Data Exploration Using Serverless SQL Pool In Azure Synapse

Azure Synapse Analytics, formerly known as Azure SQL Data Warehouse, is a cloud-based analytics service provided by Microsoft Azure. It provides capabilities like data exploration, data analysis, data integration, advanced analytics,  machine learning, etc., on the Azure Data Lake Blob Storage.

In this article, we will take a deep dive into the ingestion of data files into Azure Synapse, data analysis, and transformation of the files in Azure Synapse using a Serverless SQL Pool. This article expects you to have a basic understanding of Azure fundamentals. Open your Synapse workspace and have it ready. Let's go.

Ingest/View Files in the Azure Data Lake

1. On the left side of Synapse Studio, use the >> icon to expand the menu. This reveals the different pages within Synapse Studio that we'll use to manage resources and perform data analytics tasks.

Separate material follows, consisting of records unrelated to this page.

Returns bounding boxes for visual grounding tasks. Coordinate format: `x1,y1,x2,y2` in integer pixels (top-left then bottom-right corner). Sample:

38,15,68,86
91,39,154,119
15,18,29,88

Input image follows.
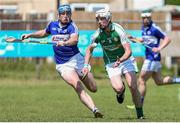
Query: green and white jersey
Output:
92,23,128,65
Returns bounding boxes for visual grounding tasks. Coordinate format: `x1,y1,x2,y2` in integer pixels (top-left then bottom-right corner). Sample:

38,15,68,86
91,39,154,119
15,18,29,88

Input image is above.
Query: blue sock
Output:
173,77,180,84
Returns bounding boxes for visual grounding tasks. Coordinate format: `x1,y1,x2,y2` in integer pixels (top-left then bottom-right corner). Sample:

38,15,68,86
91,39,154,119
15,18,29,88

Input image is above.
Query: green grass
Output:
0,78,180,122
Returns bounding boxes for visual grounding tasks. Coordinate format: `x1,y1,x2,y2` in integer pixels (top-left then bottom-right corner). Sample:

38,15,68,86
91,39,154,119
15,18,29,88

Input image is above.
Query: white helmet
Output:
141,10,151,18
96,9,112,20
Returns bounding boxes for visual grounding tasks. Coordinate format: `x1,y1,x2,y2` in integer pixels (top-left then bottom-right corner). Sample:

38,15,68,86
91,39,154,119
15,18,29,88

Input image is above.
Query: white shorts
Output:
105,59,135,78
142,59,161,72
56,53,84,76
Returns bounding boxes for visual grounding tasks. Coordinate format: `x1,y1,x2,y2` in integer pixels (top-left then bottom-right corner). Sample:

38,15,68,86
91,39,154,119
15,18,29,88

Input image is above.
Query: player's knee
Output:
129,84,137,92
74,81,83,93
113,86,125,93
89,86,97,93
138,78,145,86
155,81,163,86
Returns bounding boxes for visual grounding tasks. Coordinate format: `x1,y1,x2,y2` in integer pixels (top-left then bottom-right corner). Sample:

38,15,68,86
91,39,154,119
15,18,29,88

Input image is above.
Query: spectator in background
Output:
22,4,103,118
128,11,180,103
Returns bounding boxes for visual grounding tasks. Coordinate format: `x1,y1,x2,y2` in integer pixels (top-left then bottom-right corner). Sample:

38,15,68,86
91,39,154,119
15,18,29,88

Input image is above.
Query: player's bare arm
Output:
22,30,49,40
57,34,78,46
152,36,171,52
113,43,132,67
127,35,143,43
82,43,97,74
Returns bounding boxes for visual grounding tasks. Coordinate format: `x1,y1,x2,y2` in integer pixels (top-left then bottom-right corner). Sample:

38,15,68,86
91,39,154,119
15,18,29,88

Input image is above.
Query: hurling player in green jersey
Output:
82,9,143,119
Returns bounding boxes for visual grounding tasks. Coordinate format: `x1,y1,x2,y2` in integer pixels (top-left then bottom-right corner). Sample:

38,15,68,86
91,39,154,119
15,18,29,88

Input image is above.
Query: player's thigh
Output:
56,64,80,87
110,74,123,90
138,70,153,84
124,71,137,88
152,70,162,84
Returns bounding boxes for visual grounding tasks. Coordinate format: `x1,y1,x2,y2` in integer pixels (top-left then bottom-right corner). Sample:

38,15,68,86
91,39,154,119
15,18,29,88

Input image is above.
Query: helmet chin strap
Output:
99,19,111,30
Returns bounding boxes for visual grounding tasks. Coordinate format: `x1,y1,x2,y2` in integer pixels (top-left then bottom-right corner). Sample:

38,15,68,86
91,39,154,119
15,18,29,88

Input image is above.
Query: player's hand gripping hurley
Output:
5,37,56,44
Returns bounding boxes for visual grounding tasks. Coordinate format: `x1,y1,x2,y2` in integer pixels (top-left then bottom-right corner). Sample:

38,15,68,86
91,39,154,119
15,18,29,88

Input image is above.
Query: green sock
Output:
136,107,144,118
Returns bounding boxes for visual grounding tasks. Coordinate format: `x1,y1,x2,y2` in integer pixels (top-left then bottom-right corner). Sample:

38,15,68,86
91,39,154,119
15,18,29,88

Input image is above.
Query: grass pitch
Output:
0,79,180,122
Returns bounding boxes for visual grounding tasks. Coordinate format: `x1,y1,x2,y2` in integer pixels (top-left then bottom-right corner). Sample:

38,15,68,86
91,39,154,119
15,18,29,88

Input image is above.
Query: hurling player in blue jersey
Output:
22,4,103,118
129,11,180,103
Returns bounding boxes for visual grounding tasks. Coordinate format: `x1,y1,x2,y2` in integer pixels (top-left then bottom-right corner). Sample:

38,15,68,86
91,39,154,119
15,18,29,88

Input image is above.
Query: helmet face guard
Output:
141,12,151,18
96,9,112,30
96,9,112,21
58,4,72,14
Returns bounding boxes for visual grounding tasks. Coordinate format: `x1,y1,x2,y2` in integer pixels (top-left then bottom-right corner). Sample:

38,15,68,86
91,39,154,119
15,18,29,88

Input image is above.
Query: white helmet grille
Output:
96,9,112,19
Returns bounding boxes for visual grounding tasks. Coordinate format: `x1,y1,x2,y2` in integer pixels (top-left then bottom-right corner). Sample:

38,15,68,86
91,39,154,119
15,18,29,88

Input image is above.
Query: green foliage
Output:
165,0,180,5
0,79,180,122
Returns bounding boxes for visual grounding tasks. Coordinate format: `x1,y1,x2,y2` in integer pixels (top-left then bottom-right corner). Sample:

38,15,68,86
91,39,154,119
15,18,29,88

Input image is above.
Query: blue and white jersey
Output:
45,21,79,64
142,22,166,61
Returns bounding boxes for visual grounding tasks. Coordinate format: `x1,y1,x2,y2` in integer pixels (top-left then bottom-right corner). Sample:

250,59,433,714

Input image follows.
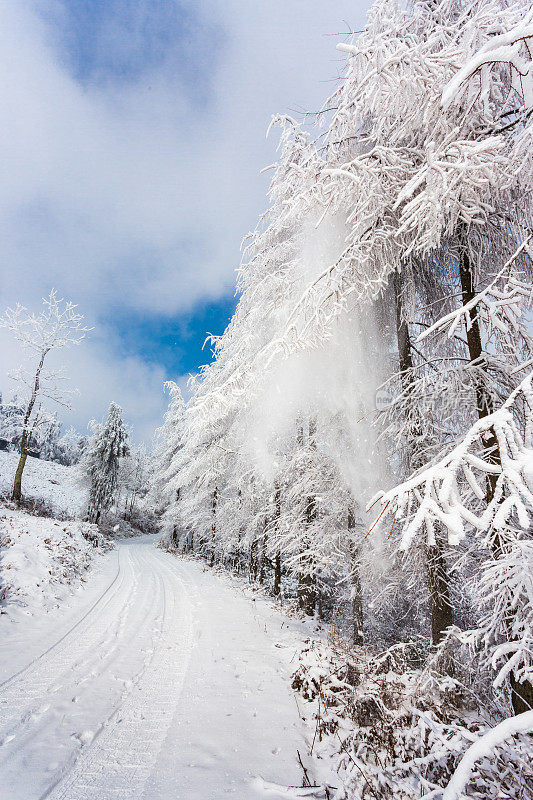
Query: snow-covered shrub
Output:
0,508,106,618
292,630,533,800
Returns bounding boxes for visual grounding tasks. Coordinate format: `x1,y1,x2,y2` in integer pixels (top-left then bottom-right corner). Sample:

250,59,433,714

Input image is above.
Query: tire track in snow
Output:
40,550,193,800
0,550,121,689
0,552,137,736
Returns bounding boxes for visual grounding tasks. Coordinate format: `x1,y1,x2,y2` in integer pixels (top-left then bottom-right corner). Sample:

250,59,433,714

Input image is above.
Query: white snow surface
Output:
0,450,87,518
0,537,313,800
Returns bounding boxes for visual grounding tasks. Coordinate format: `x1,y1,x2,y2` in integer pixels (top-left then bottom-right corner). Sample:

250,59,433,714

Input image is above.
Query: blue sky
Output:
0,0,369,440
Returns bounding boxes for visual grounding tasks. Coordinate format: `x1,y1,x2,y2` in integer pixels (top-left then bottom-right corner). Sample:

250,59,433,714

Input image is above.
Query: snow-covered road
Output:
0,537,304,800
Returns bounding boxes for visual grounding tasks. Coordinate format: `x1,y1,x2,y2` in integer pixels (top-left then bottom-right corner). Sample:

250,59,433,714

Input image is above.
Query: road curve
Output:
0,537,304,800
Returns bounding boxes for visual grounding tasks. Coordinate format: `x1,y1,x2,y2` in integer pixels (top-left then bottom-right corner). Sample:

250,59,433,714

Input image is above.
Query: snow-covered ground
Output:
0,537,312,800
0,450,87,518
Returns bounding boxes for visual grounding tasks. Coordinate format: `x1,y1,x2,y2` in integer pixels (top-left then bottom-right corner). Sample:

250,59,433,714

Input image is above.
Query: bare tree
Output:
0,289,91,506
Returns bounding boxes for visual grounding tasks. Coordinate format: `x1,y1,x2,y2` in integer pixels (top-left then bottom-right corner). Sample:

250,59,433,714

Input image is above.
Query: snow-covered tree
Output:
83,403,130,523
0,289,90,505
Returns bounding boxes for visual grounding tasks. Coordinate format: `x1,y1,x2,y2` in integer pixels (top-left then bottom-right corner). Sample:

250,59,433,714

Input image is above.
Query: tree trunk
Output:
348,508,363,645
259,517,268,585
211,486,218,567
426,536,453,645
248,538,258,582
394,273,453,645
459,226,533,714
11,350,48,508
11,444,28,508
273,483,281,597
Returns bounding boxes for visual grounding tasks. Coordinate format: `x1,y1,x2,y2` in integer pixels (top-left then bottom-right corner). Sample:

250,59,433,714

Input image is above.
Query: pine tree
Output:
86,403,130,523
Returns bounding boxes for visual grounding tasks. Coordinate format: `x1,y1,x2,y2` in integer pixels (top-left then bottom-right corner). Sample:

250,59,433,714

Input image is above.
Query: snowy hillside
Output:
0,508,101,621
0,451,87,518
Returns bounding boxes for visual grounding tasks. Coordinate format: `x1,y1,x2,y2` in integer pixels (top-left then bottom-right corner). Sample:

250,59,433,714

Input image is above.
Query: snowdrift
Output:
0,508,103,621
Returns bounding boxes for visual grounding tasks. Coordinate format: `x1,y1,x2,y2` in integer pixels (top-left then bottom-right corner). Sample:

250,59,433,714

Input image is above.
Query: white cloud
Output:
0,0,369,435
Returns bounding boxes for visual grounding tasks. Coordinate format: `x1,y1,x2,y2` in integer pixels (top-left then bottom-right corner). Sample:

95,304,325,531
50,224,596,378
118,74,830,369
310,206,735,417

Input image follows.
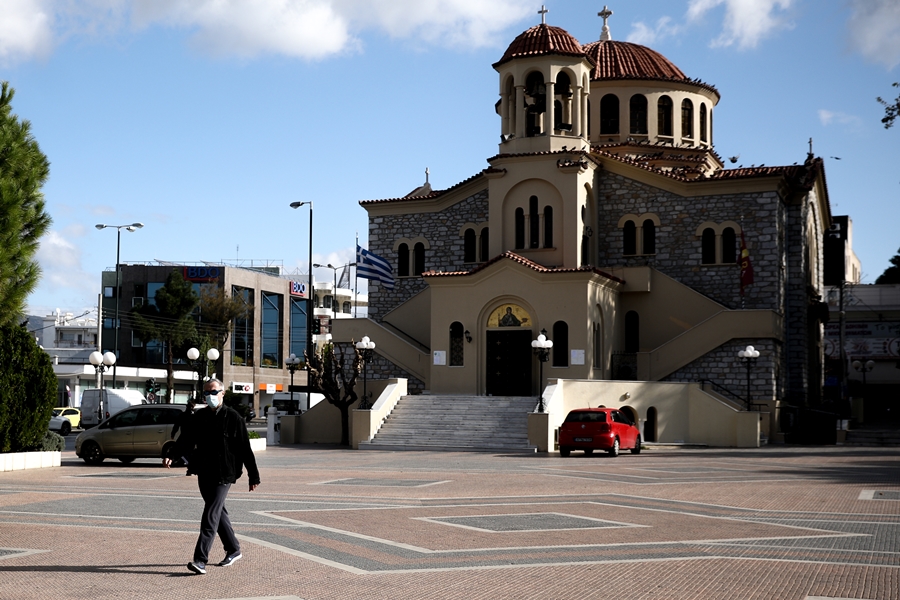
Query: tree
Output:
306,341,362,446
875,250,900,283
0,325,58,452
0,81,51,325
131,269,200,404
876,82,900,129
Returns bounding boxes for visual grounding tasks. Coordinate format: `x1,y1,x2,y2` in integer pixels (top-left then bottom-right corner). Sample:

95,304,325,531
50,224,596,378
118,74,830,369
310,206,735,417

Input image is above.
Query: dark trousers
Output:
194,476,241,564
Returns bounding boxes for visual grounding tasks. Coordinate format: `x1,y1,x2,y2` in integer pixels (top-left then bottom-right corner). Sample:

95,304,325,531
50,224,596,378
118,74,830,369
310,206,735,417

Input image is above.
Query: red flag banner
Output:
741,231,753,295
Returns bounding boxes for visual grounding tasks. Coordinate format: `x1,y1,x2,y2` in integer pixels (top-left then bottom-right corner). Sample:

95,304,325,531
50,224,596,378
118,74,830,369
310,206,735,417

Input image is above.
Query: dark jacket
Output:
169,406,259,485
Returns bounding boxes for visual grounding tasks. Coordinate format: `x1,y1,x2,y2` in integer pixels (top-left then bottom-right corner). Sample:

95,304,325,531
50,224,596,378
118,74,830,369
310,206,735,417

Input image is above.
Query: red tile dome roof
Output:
494,23,584,67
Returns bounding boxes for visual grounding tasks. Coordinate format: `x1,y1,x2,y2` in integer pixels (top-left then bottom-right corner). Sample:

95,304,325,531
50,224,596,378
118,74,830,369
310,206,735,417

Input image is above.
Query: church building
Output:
335,8,831,448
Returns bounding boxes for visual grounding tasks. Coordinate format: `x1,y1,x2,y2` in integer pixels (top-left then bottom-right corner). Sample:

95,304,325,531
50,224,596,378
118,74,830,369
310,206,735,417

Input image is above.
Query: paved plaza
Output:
0,446,900,600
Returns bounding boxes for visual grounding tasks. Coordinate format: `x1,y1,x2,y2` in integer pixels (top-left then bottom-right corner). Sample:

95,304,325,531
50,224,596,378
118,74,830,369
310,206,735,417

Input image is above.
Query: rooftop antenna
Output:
597,5,613,42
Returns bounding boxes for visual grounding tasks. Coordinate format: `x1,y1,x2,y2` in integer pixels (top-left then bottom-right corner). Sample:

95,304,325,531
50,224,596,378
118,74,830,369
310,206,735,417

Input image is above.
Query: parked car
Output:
75,404,186,465
53,407,81,427
49,415,72,437
559,408,641,456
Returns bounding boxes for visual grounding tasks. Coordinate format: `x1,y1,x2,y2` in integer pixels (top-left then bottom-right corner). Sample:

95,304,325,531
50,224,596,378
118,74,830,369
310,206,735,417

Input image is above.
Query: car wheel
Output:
81,442,106,465
609,438,619,456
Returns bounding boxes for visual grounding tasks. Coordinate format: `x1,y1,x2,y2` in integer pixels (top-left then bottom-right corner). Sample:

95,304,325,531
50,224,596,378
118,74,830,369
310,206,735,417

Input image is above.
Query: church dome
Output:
494,23,584,67
584,40,690,81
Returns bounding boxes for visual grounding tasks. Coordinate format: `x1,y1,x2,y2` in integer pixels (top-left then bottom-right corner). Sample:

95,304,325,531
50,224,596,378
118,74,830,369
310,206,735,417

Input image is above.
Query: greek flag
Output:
356,244,394,290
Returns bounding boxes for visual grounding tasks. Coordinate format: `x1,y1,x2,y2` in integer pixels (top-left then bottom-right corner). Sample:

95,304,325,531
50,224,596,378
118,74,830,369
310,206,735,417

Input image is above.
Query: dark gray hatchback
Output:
75,404,185,464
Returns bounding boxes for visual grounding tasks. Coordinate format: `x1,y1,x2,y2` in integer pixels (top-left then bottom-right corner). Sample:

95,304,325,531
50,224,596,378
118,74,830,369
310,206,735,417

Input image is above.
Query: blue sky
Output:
0,0,900,315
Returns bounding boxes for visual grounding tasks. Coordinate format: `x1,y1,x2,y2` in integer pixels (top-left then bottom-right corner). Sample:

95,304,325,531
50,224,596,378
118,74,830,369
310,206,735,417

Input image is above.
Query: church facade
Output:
336,11,831,446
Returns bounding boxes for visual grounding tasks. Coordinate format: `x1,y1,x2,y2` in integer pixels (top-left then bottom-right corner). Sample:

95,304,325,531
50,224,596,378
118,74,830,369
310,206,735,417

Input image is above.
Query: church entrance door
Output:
485,329,532,396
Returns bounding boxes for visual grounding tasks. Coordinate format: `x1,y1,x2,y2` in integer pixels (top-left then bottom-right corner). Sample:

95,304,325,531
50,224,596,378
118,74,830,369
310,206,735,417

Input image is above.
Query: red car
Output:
559,408,641,456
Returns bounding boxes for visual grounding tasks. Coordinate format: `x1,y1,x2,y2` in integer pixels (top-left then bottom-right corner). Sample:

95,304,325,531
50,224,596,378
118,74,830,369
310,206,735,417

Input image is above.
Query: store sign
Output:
184,267,222,281
231,381,253,394
291,281,306,298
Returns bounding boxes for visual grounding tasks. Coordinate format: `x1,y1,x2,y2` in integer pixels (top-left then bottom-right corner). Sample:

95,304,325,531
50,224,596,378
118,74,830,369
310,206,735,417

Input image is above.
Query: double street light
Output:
94,223,144,389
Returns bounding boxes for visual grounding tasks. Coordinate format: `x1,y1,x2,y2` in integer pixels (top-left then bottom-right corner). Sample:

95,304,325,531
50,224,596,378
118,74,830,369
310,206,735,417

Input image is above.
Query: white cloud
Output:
0,0,533,63
687,0,794,49
847,0,900,69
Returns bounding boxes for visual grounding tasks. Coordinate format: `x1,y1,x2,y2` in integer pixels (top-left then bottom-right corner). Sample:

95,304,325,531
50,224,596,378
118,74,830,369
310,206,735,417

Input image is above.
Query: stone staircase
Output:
359,395,537,452
844,428,900,446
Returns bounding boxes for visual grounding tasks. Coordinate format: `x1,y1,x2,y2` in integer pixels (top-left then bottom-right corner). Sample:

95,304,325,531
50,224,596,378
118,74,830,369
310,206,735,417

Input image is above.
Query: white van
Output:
81,389,147,429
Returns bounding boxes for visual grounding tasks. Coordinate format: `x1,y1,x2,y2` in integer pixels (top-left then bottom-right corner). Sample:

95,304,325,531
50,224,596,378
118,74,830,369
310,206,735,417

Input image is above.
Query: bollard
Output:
266,406,281,446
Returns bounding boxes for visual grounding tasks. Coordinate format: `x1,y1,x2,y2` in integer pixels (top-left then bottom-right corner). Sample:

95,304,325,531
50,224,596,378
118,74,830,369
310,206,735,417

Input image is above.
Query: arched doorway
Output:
485,303,533,396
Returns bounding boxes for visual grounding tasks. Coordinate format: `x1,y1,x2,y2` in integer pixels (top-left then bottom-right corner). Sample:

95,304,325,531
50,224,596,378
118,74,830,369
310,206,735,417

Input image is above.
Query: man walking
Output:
163,379,260,575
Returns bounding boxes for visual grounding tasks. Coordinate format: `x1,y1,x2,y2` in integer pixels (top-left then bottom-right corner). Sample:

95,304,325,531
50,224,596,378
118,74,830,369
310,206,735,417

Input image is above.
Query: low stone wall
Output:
0,452,62,471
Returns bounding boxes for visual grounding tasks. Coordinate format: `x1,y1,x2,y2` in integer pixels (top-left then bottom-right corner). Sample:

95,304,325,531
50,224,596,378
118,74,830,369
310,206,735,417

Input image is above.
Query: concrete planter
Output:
0,452,62,471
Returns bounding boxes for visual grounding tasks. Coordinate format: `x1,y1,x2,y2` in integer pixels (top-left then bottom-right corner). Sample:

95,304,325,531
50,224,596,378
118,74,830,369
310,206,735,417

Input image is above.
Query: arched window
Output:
552,321,569,367
413,242,425,275
700,103,707,142
463,228,475,262
450,321,465,367
700,227,716,265
397,244,409,277
722,227,737,264
516,208,525,249
600,94,619,135
641,219,656,254
681,98,694,138
544,206,553,248
625,310,641,352
656,96,672,135
628,94,647,134
622,221,637,256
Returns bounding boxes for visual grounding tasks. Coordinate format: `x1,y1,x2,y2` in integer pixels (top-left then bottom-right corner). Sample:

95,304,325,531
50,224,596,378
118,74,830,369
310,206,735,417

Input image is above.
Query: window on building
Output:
700,227,716,265
478,227,491,262
397,244,409,277
450,321,466,367
600,94,619,135
722,227,737,264
288,298,309,358
232,286,254,366
516,208,525,250
413,242,425,275
552,321,569,367
622,221,637,256
628,94,647,135
259,292,282,369
681,98,694,138
463,228,475,262
641,219,656,254
656,96,673,136
544,206,553,248
625,310,641,352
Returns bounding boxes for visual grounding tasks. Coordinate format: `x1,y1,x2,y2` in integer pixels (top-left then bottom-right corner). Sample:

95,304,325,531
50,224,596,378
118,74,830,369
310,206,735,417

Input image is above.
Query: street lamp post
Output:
291,200,315,371
738,346,759,410
187,348,219,402
94,223,144,389
88,350,116,423
284,353,309,410
531,329,553,412
356,335,375,410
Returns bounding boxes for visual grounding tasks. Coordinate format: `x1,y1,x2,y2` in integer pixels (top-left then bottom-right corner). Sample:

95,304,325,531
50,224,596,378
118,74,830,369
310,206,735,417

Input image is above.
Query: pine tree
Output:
875,250,900,283
0,81,51,325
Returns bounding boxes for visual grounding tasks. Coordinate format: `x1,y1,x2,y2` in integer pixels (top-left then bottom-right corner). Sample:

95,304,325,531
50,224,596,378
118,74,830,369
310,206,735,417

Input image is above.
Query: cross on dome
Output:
597,5,613,42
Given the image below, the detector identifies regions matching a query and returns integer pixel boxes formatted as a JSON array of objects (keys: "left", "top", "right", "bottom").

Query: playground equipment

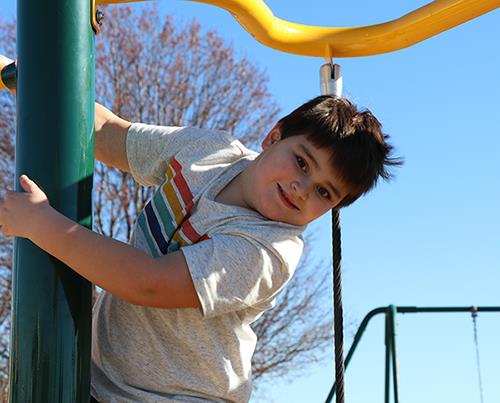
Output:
[
  {"left": 0, "top": 0, "right": 500, "bottom": 403},
  {"left": 325, "top": 305, "right": 500, "bottom": 403}
]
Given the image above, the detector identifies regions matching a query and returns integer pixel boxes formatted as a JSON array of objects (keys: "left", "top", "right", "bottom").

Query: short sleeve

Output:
[
  {"left": 126, "top": 123, "right": 216, "bottom": 186},
  {"left": 181, "top": 235, "right": 302, "bottom": 317}
]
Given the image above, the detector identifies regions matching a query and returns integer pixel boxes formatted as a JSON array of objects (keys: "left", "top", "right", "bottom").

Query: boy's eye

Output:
[
  {"left": 318, "top": 187, "right": 330, "bottom": 199},
  {"left": 296, "top": 155, "right": 307, "bottom": 172}
]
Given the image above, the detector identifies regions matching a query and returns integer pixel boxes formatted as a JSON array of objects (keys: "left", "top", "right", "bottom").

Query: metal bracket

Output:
[{"left": 90, "top": 0, "right": 104, "bottom": 35}]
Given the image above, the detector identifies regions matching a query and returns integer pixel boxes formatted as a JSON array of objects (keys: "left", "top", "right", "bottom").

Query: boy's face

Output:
[{"left": 243, "top": 126, "right": 348, "bottom": 226}]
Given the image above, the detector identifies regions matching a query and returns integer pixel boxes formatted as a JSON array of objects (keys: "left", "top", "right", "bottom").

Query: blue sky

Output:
[{"left": 0, "top": 0, "right": 500, "bottom": 403}]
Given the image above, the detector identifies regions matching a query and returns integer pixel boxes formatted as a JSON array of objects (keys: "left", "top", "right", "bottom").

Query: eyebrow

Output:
[{"left": 299, "top": 144, "right": 340, "bottom": 199}]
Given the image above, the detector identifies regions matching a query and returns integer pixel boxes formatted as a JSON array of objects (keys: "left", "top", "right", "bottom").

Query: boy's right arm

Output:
[{"left": 94, "top": 102, "right": 132, "bottom": 172}]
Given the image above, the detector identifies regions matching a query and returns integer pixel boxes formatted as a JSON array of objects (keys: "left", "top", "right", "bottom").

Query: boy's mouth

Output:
[{"left": 278, "top": 183, "right": 299, "bottom": 210}]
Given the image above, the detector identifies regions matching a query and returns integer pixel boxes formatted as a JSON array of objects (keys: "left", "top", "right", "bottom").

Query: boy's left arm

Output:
[{"left": 0, "top": 175, "right": 200, "bottom": 308}]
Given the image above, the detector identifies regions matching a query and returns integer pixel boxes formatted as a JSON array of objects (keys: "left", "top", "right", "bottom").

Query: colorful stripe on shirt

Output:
[{"left": 138, "top": 158, "right": 208, "bottom": 257}]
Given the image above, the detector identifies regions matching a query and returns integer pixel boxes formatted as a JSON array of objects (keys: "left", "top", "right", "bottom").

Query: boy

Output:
[{"left": 0, "top": 54, "right": 397, "bottom": 402}]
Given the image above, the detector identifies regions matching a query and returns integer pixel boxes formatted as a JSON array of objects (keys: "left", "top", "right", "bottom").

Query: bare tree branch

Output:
[{"left": 0, "top": 6, "right": 338, "bottom": 398}]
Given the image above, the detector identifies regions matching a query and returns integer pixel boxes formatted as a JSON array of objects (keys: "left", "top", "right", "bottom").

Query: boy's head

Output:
[
  {"left": 263, "top": 95, "right": 401, "bottom": 207},
  {"left": 242, "top": 96, "right": 400, "bottom": 225}
]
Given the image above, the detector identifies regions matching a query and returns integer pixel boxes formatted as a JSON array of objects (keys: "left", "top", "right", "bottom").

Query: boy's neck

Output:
[{"left": 215, "top": 172, "right": 248, "bottom": 208}]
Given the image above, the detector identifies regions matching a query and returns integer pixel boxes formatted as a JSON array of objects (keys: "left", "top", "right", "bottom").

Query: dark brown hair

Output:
[{"left": 279, "top": 95, "right": 402, "bottom": 207}]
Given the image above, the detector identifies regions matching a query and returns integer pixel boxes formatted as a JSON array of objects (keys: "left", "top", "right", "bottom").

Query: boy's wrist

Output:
[{"left": 26, "top": 204, "right": 62, "bottom": 245}]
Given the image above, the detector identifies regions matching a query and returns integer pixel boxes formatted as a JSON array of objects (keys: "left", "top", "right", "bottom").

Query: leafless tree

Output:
[{"left": 0, "top": 6, "right": 340, "bottom": 394}]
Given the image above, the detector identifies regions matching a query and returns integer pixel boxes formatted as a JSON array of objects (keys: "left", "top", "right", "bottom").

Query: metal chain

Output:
[
  {"left": 471, "top": 306, "right": 484, "bottom": 403},
  {"left": 332, "top": 209, "right": 344, "bottom": 403}
]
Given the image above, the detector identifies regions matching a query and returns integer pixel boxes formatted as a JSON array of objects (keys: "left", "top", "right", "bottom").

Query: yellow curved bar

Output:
[{"left": 98, "top": 0, "right": 500, "bottom": 58}]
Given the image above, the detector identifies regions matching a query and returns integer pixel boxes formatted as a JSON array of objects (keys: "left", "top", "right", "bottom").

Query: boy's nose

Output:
[{"left": 292, "top": 181, "right": 307, "bottom": 200}]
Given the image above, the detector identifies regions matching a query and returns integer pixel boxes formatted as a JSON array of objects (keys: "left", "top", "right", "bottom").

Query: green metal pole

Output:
[
  {"left": 389, "top": 305, "right": 399, "bottom": 403},
  {"left": 10, "top": 0, "right": 94, "bottom": 403}
]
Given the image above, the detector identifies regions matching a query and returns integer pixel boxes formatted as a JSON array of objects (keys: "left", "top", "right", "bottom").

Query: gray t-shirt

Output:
[{"left": 91, "top": 123, "right": 304, "bottom": 403}]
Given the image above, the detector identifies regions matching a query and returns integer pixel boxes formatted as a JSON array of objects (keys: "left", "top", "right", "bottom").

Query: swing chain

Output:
[{"left": 470, "top": 306, "right": 484, "bottom": 403}]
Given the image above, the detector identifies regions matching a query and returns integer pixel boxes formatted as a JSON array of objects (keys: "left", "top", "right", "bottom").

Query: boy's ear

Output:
[{"left": 262, "top": 122, "right": 281, "bottom": 150}]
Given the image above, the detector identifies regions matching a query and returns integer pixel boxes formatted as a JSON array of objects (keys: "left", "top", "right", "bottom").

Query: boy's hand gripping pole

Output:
[{"left": 0, "top": 55, "right": 17, "bottom": 92}]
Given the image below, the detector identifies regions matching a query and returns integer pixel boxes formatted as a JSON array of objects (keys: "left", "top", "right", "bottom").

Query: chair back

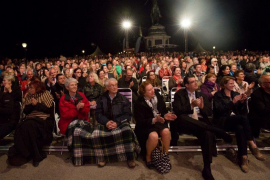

2. On the Data page, view the Linked tab and verify that your workspace includes a link to your Azure Data Lake Storage Gen2 storage account.

Data page

3. For this example, we are going to use free CSV files from NZ Govt Stats

4. Under the Azure Data Lake Storage Gen2, you should see your default storage account provisioned. Let us have a files/CSV folder created and upload the .csv files from the above link. For this example, we have uploaded the 'Business-employment-data-september-2022-quarter-csv.csv' file.

5. Once you uploaded a .csv file, right-click the CSV folder, then in the 'New SQL script' list on the toolbar, select 'Select Top 100 rows.' Review the Transact-SQL code that is generated.

SQL
 
SQL -- This is auto-generated code 



SELECT     TOP 100 * FROM     OPENROWSET(         BULK 'https://datalakexxxxxxx.dfs.core.windows.net/files/csv/Business-employment-data-september-2022-quarter-csv.csv', 



        FORMAT = 'CSV',         



        PARSER_VERSION='2.0'     ) 



AS [result] 


6. The above code uses the Azure OPENROWSET to read data from the CSV files in the files folder and retrieves the first 100 rows of data. In the connect to list, ensure the built-in is selected. It represents the built-in SQL pool that was created with our workspace. In the real world, the administration team at your organization would have created a named SQL Pool in your workspace. Then on the toolbar, use the Run button to run the SQL code and review the results, which should look like this.

review the results

In this case, the data files include the column names in the first row, so modify the query to add a HEADER_ROW = TRUE parameter to the WITH clause, as shown here (don't forget to add a comma after the previous parameter):

SQL
 

SELECT

    TOP 100 *

FROM

    OPENROWSET(

        BULK 'https://datalakexxxxxxx.dfs.core.windows.net/files/csv/Business-employment-data-september-2022-quarter-csv.csv',

        FORMAT = 'CSV',

        PARSER_VERSION='2.0',

        HEADER_ROW = TRUE

    ) AS [result]


Run the above query, and you should see the results below.

query results

You can publish the results using the "Publish" button on the pane.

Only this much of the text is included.